The President reassured the nation last night that there has been a "high-level of expenditure on research and development for defense." The truth of the matter is that his administration has not once in five years requested a budget for Defense Research and Development as large as that requested in the last Democratic year, despite complaints and warnings from service chiefs and scientists. And even after Congress appropriated the full amount of funds requested – sometimes more – Secretary Wilson cut them back. The President did not tell us why research and development funds were cut back 10% this year just prior to the first Soviet moon-launching; or why no attention was paid to Secretary of the Air Douglas' warning about our missile cuts at the time the President was saying everything was being done "as rapidly as it can be done."

The President stated last night that missile development in our defense department got into high gear more than two years ago." He neglected to say that it should have gotten into high gear more than four years ago – but that Secretary Wilson was permitted to shelve for all practical purposes the entire missile-satellite program for two critical years, on the ground that it was "visionary" stuff that caused our Defense Department to spend more for research and development than even General Motors itself. And even when we got into what the President calls "high gear", there was no round-the-clock, "crash" priority basis, no strong leadership, and a disorganized, wasteful, rivalry-ridden management in Washington.

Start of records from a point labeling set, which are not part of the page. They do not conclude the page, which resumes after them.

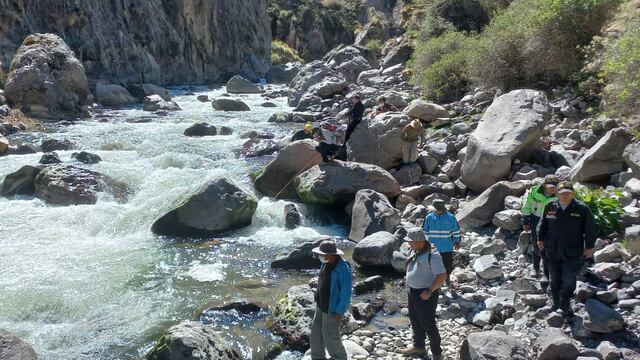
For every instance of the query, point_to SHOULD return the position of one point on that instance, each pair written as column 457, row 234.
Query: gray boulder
column 480, row 211
column 337, row 182
column 113, row 95
column 510, row 128
column 492, row 345
column 21, row 182
column 240, row 85
column 13, row 348
column 371, row 213
column 193, row 340
column 554, row 344
column 376, row 249
column 224, row 104
column 603, row 159
column 381, row 134
column 277, row 177
column 217, row 207
column 46, row 80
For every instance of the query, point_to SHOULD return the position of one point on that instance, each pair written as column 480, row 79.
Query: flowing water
column 92, row 282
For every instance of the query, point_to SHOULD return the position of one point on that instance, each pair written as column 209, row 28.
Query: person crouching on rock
column 425, row 275
column 332, row 299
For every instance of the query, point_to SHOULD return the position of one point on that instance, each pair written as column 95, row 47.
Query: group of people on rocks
column 562, row 232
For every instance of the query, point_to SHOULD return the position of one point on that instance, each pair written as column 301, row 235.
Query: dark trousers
column 563, row 271
column 326, row 150
column 350, row 128
column 536, row 254
column 423, row 320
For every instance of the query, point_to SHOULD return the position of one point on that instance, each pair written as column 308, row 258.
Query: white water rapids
column 92, row 282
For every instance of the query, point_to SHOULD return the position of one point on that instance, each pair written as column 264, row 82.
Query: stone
column 193, row 340
column 201, row 129
column 508, row 219
column 509, row 129
column 487, row 267
column 371, row 213
column 13, row 348
column 240, row 85
column 276, row 180
column 425, row 111
column 603, row 159
column 381, row 133
column 602, row 318
column 370, row 284
column 480, row 211
column 223, row 104
column 112, row 95
column 553, row 344
column 216, row 207
column 21, row 182
column 376, row 249
column 494, row 345
column 46, row 80
column 86, row 157
column 302, row 257
column 338, row 182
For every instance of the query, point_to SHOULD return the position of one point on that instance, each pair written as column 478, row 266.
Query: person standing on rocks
column 442, row 228
column 535, row 200
column 356, row 112
column 332, row 299
column 425, row 275
column 411, row 134
column 566, row 233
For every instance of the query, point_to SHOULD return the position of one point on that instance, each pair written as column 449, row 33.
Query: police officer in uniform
column 566, row 233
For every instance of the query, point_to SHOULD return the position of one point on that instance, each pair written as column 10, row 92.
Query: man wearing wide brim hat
column 424, row 277
column 332, row 301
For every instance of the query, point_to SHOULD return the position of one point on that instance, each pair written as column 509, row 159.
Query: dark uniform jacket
column 567, row 233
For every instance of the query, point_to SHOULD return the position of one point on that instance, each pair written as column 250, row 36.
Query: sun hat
column 327, row 247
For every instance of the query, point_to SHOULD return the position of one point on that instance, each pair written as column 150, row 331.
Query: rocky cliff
column 159, row 41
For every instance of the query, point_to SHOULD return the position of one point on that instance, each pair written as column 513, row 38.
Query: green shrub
column 621, row 72
column 536, row 42
column 440, row 66
column 281, row 53
column 606, row 208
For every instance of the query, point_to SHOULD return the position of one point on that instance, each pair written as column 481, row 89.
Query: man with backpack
column 424, row 276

Third, and finally the President's proposals, while good as far as they go, must still prove that they are capable of closing the gap. I congratulate the President upon the appointment of Dr. James Killian as his special assistant – Dr. Killian is a distinguished resident of my State who will bring great energy and intelligence to this program. But the question is – will the President give to Dr. Killian a role of something more than a mere advisor? Will he be able to do more than merely round up scientific genius? Will he be able to get the money he needs, knock together heads in the Defense Department, end the complacency and the confusion that now grip his administration over this issue, and hereafter give our missile and anti-missile programs the priority, the personnel, the funds, and the attention they have sorely needed for so long? We have in the past two years already had a wealth of coordinators, special assistants, and expeditors – it takes more than new names, new jobs and new promises to get the job done.

The truth of the matter is that no special assistant and no new act of Congress is enough. Only the President of the United States has the power and the facts and the position to lead us through these critical years. Whatever fears we may entertain as Democrats, we must – as Americans – hope that he will meet the test. We shall have our initial answer next Wednesday night.

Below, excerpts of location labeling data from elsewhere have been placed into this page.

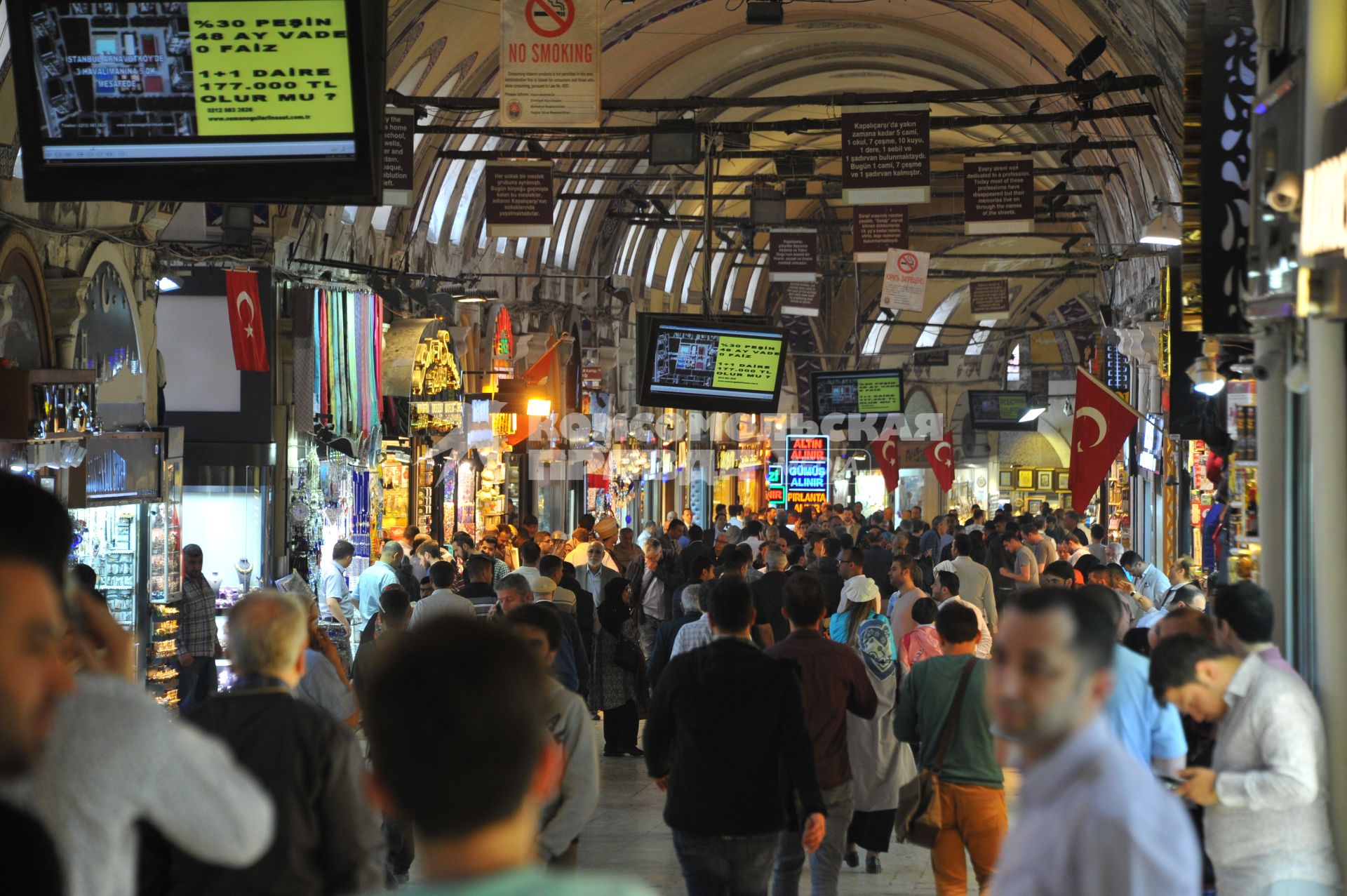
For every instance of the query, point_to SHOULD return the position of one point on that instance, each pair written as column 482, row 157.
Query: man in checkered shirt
column 197, row 642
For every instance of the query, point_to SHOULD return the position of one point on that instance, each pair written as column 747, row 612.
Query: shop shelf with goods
column 108, row 540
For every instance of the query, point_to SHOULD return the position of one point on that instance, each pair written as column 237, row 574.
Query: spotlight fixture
column 1162, row 231
column 1032, row 413
column 1206, row 379
column 764, row 13
column 1087, row 55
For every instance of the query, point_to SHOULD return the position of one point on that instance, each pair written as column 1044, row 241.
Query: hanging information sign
column 802, row 298
column 998, row 196
column 904, row 281
column 885, row 154
column 550, row 54
column 989, row 300
column 519, row 200
column 876, row 229
column 398, row 156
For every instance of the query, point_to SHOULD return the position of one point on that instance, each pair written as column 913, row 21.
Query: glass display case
column 108, row 540
column 165, row 580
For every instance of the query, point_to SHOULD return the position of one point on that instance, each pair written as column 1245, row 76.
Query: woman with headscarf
column 505, row 549
column 615, row 690
column 881, row 765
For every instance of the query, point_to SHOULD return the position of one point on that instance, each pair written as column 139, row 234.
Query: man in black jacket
column 726, row 740
column 654, row 585
column 328, row 838
column 767, row 600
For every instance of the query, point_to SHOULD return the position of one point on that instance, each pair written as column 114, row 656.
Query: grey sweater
column 116, row 758
column 570, row 810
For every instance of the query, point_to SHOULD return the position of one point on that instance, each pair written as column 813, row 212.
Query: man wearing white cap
column 605, row 533
column 572, row 666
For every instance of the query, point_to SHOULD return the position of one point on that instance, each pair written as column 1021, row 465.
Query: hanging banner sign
column 885, row 154
column 550, row 73
column 398, row 156
column 805, row 300
column 807, row 473
column 989, row 300
column 998, row 196
column 793, row 256
column 931, row 357
column 503, row 345
column 519, row 200
column 904, row 281
column 876, row 229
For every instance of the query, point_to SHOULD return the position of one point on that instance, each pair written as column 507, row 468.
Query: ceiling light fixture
column 1206, row 379
column 1033, row 413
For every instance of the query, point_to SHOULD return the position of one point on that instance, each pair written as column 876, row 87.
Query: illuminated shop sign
column 807, row 472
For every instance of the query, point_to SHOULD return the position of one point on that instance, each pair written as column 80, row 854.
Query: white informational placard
column 550, row 64
column 904, row 281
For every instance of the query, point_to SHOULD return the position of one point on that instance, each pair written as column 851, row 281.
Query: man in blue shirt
column 379, row 575
column 1152, row 733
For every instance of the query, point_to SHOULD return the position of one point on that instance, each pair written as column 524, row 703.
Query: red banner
column 888, row 458
column 941, row 457
column 1098, row 430
column 246, row 321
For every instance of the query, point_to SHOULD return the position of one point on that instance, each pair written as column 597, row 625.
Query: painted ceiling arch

Perhaps it is already too late for us to catch up with the Soviets – perhaps there is nothing we can do – but we dare not fail to make the effort. We dare not fall back on the same policies of drift and complacency that have characterized this administration's programs at home and abroad for nearly five years.

In spite of our concern with past failures by those in high positions of responsibility, nevertheless as Democrats, I am sure we all pledge our nation and our leadership our undeviating support in the years ahead and I am confident that support will be sufficient to insure our security.